We utilized the compendium for improved disease classification. In contrast to previous studies, in our analysis the simple single-classifier approach outperformed more sophisticated methods. A possible explanation is that our analysis used fewer labels compared to other studies (since we only addressed diseases with at least five datasets), and therefore had fewer dependencies among them.
A key insight of our study is the risk of misleadingly optimistic performance when classifying multi-disease data. We showed that one must treat the non-disease samples as two distinct categories: negatives (non-disease samples from studies of the same disease) and background controls (samples from studies of other diseases), and evaluate the performance against each subgroup separately.
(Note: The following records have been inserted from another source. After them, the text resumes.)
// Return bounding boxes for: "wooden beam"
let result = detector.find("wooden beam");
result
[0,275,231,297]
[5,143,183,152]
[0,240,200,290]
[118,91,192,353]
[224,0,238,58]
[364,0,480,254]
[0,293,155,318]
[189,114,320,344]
The good classification results validated the approach and the data quality and allowed us to focus subsequent analyses on well-classified diseases. Our method reached substantially higher classification performance than (10) (e.g. 22% improvement in recall). However, performance is not directly comparable because in (10) fewer samples were used, and samples were limited to just two microarray platforms, the classifier did not predict the control class, and more diseases were tested.
Having identified 24 well-classified diseases, we set out to identify disease-specific genes in each of them using the DO structure, the three-way partition of the samples, and meta-analysis significance. This analysis reduced the overlap between gene sets of related diseases. Reassuringly, the discovered gene sets included established disease factors. While we focused on disease-specific genes, future studies could potentially use our database to search for genes with a similar expression pattern across different cancer types.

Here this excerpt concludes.